The sense of horror and helplessness in the face of unrelenting madness is becoming overwhelming.

Yesterday it was a seder in a seaside hotel in Israel. But it might as well have been a Christmas or Thanksgiving dinner in New York, or Florida, or somewhere in the Midwest, or California. Or a family gathering in Saudi Arabia or Sudan. Because that is what's threatened in a world ruled by terror. You sit down with your relatives and closest friends for the timeless ritual and mutual comfort of a family meal, and then all is destroyed in a savage instant.

Some things are so egregious, so evil, that the humanity in those of us who are reasonably normal cannot help but cry out in both alarm and outrage. And that outrage comes, I think, from a clear sense of the betrayal of our humanity that is inherent in all acts of terror.

We are in a state of affairs that is outside politics and can't be solved by war. I don't mean that we shouldn't seek a political solution in the Middle East. And I don't mean that the United States or Israel or any other country should not retaliate when attacked. But ultimately the many tribes that inhabit this earth are going to have to figure out a way to forge some workable agreements on how we treat one another.

The carnage is everywhere. All I have to do, if I ever need a reminder, is take a walk downtown to that plaza of perennial sorrow that was once the site of the World Trade Center. They are still pulling bodies from the ruins, each body a heartache for those who live on. What is to be made of such sorrow? What did the terrorists achieve?

In India last month, enraged Muslims, in yet another blood feud without end, set fire to a train loaded with Hindu activists. More than a dozen children were among the 58 or so dead. The train attack was followed, as night follows day, by rioting in which Muslims were killed by the score, including many who were burned alive.

Yesterday it was Netanya. I was putting together a column on the governor's race in New York when the stories started coming over the wires. Another suicide bomber. Several Israelis dead. A hundred or more injured. As horrible as it sounded, it was like a replay of so many others.

"This callous, this cold-blooded killing, it must stop," said President Bush.

But how?

We know the drill now, not just in the Middle East but everywhere, including here. The politicians bellow and missiles are launched and bombs are dropped. And while all that may be unavoidable, it will not stop the terror.

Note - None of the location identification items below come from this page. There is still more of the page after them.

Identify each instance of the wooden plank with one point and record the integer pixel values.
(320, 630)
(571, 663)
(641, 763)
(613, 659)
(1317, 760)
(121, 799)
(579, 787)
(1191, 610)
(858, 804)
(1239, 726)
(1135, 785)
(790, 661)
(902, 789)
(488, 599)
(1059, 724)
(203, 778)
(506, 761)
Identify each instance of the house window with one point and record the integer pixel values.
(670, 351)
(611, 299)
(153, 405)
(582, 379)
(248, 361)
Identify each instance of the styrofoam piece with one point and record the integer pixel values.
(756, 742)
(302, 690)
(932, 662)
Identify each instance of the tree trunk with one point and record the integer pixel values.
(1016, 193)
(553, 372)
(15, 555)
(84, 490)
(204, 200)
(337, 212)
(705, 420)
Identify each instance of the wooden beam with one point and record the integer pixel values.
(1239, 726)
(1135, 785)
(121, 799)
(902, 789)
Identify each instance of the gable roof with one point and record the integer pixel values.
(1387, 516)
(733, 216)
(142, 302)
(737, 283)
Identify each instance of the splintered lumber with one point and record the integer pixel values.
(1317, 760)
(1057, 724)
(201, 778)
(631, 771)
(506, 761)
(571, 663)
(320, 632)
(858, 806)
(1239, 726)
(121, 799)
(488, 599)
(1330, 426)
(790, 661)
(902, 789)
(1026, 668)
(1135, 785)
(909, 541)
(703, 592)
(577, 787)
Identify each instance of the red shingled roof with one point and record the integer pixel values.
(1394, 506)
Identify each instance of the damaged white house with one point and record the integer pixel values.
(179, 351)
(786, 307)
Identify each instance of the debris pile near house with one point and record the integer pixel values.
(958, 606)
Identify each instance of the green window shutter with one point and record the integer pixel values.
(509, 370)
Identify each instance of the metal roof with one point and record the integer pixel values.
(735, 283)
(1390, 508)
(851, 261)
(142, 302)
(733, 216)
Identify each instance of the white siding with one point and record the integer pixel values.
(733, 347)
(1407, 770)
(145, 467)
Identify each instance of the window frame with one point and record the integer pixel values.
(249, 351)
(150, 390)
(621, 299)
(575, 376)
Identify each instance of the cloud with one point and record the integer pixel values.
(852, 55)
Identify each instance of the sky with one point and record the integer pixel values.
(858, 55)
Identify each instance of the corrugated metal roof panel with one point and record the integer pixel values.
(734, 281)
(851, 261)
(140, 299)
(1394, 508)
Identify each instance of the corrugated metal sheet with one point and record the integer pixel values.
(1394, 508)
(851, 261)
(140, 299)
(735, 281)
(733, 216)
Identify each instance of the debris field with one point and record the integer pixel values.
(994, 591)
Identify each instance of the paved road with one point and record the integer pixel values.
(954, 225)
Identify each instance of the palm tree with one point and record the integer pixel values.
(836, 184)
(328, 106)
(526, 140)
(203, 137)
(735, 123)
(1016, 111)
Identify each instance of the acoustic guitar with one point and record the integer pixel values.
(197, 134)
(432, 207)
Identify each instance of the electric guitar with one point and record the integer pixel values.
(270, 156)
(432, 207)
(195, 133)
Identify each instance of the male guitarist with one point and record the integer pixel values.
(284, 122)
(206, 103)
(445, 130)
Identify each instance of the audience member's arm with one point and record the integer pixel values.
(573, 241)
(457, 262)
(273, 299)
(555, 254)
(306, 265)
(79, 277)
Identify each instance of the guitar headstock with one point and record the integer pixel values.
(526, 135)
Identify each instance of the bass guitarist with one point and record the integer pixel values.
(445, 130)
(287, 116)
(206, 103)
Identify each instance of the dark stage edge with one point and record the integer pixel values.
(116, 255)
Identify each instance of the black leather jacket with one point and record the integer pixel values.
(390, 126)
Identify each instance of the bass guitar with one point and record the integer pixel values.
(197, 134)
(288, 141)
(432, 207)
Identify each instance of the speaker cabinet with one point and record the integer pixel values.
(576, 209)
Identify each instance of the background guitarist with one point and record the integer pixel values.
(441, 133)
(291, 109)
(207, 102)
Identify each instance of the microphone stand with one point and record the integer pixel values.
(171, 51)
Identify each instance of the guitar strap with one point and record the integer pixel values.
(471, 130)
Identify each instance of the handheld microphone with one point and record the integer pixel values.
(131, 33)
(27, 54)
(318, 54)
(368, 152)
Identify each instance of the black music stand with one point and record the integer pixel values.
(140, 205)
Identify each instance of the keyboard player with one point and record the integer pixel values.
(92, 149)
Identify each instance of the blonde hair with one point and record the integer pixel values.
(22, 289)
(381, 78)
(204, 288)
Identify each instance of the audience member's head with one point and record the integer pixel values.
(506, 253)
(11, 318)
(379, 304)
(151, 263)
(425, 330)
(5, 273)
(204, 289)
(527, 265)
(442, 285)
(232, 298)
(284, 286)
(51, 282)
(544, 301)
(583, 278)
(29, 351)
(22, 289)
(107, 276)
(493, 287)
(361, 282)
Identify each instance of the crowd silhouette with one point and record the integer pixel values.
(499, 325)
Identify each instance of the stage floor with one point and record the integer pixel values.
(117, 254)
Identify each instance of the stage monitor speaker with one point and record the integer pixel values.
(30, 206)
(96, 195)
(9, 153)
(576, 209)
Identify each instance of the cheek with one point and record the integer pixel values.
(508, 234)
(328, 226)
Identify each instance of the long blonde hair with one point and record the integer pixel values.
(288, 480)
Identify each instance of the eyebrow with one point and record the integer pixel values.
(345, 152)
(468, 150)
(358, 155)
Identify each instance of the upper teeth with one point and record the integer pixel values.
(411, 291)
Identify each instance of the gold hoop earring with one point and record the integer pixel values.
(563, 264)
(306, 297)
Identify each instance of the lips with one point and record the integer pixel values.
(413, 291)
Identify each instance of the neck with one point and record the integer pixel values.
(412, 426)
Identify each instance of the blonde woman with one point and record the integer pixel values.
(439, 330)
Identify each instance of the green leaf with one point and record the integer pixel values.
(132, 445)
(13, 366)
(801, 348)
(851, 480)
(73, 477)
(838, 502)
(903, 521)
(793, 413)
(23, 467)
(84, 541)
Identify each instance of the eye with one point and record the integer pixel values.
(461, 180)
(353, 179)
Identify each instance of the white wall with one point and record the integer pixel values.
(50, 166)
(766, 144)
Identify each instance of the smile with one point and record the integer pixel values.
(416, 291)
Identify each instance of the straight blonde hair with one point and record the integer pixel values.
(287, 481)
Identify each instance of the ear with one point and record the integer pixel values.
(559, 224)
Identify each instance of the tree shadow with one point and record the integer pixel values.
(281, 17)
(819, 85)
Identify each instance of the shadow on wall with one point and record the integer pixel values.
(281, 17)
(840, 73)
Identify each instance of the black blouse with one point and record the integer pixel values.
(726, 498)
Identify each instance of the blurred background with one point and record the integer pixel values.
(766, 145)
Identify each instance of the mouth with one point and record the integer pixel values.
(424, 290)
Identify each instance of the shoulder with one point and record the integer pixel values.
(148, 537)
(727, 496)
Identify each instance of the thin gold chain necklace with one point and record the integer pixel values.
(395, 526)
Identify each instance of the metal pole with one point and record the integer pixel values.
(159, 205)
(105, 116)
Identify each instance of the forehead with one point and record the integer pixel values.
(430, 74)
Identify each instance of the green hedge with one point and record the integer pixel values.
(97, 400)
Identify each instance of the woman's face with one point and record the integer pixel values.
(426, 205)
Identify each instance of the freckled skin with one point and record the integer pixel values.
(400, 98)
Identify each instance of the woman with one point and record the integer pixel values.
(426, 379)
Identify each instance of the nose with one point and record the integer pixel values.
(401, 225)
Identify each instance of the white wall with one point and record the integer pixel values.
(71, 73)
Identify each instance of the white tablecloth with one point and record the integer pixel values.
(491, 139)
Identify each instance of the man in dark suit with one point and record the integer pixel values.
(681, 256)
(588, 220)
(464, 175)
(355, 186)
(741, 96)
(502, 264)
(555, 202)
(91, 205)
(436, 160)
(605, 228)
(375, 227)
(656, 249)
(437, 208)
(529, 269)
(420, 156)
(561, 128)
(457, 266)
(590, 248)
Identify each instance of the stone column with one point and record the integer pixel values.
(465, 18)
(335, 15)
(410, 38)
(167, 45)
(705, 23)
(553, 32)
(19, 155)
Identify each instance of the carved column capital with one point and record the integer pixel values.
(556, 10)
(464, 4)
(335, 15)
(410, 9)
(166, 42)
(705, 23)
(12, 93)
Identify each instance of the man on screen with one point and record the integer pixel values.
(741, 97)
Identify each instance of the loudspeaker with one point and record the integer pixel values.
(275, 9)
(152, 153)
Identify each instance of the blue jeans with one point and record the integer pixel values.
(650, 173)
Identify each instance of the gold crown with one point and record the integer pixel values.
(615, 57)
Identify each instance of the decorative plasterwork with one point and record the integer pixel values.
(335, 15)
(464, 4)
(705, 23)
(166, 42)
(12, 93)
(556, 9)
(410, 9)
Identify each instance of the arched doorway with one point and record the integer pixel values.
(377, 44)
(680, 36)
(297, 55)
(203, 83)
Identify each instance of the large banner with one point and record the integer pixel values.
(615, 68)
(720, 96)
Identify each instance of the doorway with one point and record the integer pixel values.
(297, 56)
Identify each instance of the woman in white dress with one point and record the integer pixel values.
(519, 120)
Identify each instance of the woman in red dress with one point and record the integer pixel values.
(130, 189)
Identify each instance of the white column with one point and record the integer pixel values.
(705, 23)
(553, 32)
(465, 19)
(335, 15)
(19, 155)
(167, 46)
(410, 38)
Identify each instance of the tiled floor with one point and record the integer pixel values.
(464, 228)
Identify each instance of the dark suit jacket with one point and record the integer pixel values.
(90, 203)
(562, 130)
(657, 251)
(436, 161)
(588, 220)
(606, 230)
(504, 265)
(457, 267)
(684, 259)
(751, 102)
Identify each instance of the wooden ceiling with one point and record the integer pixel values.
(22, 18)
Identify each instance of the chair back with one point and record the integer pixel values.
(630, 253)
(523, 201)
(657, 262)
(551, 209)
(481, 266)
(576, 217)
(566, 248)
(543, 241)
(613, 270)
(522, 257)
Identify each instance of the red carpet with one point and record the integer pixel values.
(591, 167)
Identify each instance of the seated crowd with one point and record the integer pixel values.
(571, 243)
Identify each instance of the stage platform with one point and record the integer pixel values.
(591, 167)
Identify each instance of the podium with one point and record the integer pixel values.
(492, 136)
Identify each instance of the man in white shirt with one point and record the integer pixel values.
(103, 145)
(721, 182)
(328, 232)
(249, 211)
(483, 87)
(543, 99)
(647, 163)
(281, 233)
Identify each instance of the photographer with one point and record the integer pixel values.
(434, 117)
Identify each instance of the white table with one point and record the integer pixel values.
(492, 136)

That incredibly daunting task falls to the rest of us, to the ordinary citizens of the world who — whether we like it or not — have no choice but to face up to this challenge to our humanity.

Americans mobilized, and quickly, when the terrorists struck on Sept. 11. Relief funds were raised, volunteers went immediately into action and the military readied for war. What is also needed is a mobilization of ordinary people, in the U.S. and beyond, who are committed to the idea of stopping these insane outbreaks of violence and terror all around the globe.

Ordinary people, like students and firefighters and religious leaders and business executives and artists and nurses and college professors and doctors and librarians. You do this by engaging the issue, by learning all you can about this scourge of violence that threatens to hold all of us hostage and sully the future for generations to come. And then you need to talk about it, with people you know, people you respect. And then comes the hard part, which is to try to figure out ways in a spirit of good will to speak across the divide, to people who are different, even strange.

The terrorists will not achieve their ends by blowing up innocents. And we will not be able to bomb the terrorists into submission. Atrocities like yesterday's hideous bombing in Israel cannot be allowed to occur with impunity. But it is time for all of us to begin searching for alternatives, to take those first tentative steps toward insuring that a world inhabited by billions of people remains reasonably hospitable to life.

This is not television. This is about surviving in the real world. We need to overcome our feelings of helplessness, and channel our rage and our anguish toward constructive ends.